L´imagination
prodigieuse de Miroslav Krleza.
J´ignore si Miroslav Krleza aurait souscrit à la célèbre phrase de Romain
Gary –que l´on trouve dans Éducation Européenne et Pour Sganarelle- selon laquelle le patriotisme c´est l´amour
des siens et le nationalisme la haine des autres.

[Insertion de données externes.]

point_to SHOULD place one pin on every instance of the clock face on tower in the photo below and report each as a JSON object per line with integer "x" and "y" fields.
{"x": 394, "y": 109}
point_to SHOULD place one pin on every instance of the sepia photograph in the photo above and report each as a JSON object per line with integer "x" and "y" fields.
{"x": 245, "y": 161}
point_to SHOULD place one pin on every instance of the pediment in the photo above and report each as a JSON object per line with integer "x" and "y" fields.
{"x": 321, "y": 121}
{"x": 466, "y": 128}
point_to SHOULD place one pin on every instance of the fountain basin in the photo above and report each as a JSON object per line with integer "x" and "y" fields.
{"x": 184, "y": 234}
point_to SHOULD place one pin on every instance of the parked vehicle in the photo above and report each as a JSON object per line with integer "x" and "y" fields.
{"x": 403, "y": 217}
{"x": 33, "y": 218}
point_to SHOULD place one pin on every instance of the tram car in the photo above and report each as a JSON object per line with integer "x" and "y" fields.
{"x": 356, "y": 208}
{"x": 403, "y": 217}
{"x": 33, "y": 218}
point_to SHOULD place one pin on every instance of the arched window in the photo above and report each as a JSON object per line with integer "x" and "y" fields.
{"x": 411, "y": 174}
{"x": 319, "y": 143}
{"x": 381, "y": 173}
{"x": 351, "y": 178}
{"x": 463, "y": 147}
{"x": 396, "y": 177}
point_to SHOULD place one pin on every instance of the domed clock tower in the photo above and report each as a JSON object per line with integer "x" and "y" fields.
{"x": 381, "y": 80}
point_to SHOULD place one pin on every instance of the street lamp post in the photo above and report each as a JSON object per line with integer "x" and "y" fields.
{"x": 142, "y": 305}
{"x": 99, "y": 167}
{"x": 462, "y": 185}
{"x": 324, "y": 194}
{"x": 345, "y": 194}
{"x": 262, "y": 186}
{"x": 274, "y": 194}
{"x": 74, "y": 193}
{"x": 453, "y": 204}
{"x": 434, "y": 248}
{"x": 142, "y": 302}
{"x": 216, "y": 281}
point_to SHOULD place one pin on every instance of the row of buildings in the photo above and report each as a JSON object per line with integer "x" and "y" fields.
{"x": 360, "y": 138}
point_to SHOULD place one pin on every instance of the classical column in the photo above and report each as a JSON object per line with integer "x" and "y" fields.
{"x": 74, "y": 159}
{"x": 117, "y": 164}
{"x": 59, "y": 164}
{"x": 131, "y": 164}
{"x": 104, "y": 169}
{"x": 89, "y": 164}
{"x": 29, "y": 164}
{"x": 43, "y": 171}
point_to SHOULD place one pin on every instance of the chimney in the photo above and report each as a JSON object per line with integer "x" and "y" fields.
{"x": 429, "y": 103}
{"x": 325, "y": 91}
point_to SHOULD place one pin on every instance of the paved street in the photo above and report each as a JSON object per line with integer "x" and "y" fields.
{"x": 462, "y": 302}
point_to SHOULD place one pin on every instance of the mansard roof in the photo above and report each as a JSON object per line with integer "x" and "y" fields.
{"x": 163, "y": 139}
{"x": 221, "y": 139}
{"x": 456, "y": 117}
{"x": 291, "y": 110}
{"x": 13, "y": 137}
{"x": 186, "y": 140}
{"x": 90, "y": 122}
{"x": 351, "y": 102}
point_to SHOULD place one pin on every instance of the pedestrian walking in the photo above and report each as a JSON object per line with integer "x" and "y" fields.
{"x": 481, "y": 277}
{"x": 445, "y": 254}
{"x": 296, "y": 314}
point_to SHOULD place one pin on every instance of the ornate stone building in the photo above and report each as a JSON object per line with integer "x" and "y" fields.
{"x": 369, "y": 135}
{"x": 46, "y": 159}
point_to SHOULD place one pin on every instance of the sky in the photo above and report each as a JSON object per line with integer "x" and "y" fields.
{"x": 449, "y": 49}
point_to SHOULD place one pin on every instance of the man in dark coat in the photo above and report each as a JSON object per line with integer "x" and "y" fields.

Toujours est-il que, né
croate le 7 juillet 1893 à Zagreb –qui faisait alors partie de l´empire
austro-hongrois -, Miroslav Krleza (prononcez Karleja) était rétif aux
nationalismes, lui qui était considéré comme un des trois grands écrivains –aux
côtés d´Ivo Andric et de Danilo Kis – de ce pays dénommé Yougoslavie
(littéralement les Slaves du Sud), qui a pris forme après la fin de la première
guerre mondiale et l´effondrement des grands empires européens, intégrant des
Serbes, des Croates, des Slovènes, des Monténégrins, des Macédoniens ou des
Bosniens outre quelques minorités qui peuplaient ce nouveau pays. La
Yougoslavie, qui fut souvent vue par des enthousiastes du fédéralisme comme
préfigurant une future Union Européenne, s´est démembrée dans la douleur, la
haine et la guerre. Les plus jeunes n´ont évidemment pas mémoire des carnages
et des génocides de l´époque (années quatre-vingt-dix). Aussi pourraient-ils penser
–certains d´entre eux, à tout le moins -,dans leur insouciance aveugle propre
des temps modernes où l´amnésie épouse l´ignorance, que la Yougoslavie était un
quelconque pays de cocagne comme la Blithuanie ou la Blathuanie ou encore la
Coromandie, toutes des régions de la Karabaltique, double symbolique des
Balkans, inventé par Miroslav Krleza dans son chef –d´œuvre Banquet en
Blithuanie, publié en français en 1964 et que les éditions Inculte ont eu
l´heureuse idée de rééditer en 2019 en conservant la belle traduction du
serbo-croate de Mauricette Sullerot Bégic.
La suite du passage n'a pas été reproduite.